Over the course of his career, Jarmusch has amassed a cult following, particularly in Europe and Japan. In fact, the director’s work is often much more reminiscent of foreign, arthouse cinema, with many international actors appearing in his films, such as Youki Kudoh and Masatoshi Nagase, who star in Mystery Train as a couple travelling from Yokohama to Memphis. This film also demonstrates another distinctive Jarmusch quality – the use of music and cultural iconography. The filmmaker’s obsession with alternative music and culture bleeds into all of his work, often getting countercultural figures such as Iggy Pop or Screamin’ Jay Hawkins to star in his films, as well as making a documentary about The Stooges in 2016 called Gimme Danger.

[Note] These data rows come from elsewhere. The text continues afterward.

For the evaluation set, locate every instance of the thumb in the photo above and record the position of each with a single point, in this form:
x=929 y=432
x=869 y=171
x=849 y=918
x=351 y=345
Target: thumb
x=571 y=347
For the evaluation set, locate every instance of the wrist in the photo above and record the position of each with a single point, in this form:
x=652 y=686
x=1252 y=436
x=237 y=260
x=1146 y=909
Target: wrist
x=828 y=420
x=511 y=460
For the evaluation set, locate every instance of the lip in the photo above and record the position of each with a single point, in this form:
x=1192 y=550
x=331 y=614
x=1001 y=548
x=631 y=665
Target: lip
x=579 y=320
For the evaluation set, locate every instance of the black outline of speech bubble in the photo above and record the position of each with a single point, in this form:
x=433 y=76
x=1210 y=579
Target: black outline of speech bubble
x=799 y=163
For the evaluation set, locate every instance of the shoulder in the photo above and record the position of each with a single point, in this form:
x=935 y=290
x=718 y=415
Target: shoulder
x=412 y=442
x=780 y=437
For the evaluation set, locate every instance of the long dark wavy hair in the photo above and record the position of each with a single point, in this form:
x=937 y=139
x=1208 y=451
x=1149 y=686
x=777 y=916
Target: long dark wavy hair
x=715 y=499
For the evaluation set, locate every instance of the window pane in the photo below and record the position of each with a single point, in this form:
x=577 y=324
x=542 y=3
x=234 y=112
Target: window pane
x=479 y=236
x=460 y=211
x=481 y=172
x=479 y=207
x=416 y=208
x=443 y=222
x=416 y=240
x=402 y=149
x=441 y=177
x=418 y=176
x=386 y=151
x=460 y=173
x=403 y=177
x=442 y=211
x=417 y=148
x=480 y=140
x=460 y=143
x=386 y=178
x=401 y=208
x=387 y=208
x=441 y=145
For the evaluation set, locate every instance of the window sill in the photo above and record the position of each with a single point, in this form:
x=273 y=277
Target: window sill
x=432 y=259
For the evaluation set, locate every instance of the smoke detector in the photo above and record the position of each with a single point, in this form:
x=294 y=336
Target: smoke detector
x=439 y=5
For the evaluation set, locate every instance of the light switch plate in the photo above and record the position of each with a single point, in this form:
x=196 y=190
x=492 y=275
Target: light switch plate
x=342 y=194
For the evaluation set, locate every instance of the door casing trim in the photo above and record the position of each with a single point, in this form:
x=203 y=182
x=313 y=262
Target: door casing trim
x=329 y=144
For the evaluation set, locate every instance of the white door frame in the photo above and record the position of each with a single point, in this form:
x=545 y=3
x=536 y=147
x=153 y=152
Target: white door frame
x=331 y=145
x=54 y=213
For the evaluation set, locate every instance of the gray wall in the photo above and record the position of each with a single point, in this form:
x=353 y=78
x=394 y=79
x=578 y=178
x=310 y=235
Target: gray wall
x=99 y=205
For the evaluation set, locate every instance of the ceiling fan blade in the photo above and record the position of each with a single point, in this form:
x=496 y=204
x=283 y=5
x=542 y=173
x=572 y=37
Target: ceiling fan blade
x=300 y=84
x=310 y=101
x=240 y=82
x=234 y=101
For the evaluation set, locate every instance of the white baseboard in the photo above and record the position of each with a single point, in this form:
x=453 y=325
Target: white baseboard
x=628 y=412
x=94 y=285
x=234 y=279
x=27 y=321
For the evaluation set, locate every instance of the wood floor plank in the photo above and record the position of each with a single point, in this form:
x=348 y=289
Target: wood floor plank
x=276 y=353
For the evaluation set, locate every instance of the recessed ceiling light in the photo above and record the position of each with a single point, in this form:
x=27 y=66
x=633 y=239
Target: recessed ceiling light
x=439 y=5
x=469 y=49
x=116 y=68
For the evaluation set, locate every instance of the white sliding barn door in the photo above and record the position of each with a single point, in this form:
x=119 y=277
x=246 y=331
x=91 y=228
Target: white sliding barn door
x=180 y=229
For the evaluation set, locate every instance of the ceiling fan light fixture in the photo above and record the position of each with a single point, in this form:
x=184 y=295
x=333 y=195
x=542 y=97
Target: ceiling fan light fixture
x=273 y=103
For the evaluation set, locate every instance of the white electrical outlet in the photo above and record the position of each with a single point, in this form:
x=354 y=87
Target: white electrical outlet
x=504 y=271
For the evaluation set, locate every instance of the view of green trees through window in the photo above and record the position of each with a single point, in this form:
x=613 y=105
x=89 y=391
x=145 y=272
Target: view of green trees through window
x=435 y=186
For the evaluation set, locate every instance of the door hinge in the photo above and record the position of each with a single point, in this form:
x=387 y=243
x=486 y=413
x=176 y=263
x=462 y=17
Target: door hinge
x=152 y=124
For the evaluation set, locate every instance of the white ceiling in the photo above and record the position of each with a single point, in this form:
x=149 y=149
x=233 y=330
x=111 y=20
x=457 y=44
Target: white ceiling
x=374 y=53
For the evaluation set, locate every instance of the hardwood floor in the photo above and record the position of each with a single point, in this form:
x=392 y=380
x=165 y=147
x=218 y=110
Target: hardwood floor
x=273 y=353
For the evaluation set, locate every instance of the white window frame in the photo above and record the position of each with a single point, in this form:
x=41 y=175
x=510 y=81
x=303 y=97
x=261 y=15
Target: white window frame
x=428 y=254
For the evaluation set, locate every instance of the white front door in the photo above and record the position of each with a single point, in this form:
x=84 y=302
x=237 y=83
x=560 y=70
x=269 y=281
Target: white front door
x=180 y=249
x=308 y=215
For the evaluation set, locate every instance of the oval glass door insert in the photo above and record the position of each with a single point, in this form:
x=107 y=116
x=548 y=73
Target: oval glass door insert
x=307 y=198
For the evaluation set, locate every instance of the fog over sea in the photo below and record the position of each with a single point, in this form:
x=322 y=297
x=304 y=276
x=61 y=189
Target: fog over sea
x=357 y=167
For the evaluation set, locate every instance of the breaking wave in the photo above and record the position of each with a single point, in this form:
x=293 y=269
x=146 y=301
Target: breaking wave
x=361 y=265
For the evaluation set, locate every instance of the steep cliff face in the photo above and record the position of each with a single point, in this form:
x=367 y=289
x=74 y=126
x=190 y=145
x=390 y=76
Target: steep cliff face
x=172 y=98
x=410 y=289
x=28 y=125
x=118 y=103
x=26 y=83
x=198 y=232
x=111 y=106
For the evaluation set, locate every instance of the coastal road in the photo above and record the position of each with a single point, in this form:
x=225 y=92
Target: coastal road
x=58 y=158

Over recent years, Jarmusch has released several feature films, from the unconventional vampire romance Only Lovers Left Alive starring Tilda Swinton, the Adam Driver drama Paterson, to the star-studded ‘zom-com’ The Dead Don’t Die. Jarmusch has continued to surprise audiences with experiments in different genres, with Indiewire commenting that the filmmaker is able to “innovate while remaining true to his singular voice.”
Much of Jarmusch’s inspiration comes from his time in Paris as an exchange student when he was 20 years old. Instead of studying, he spent most of his time going to French cinemas, so much so that he even managed to be given an ‘incomplete’ by his university. He says, “I would stay in the theater between showings, seeing films from India and Japan and Hollywood films that I didn’t even know existed. I was discovering Edward Dmytryk, Yasujirō Ozu, Mizoguchi, Brazilian new wave… Wow! I didn’t know cinema could have all these things. My head was going around and it has never stopped since.”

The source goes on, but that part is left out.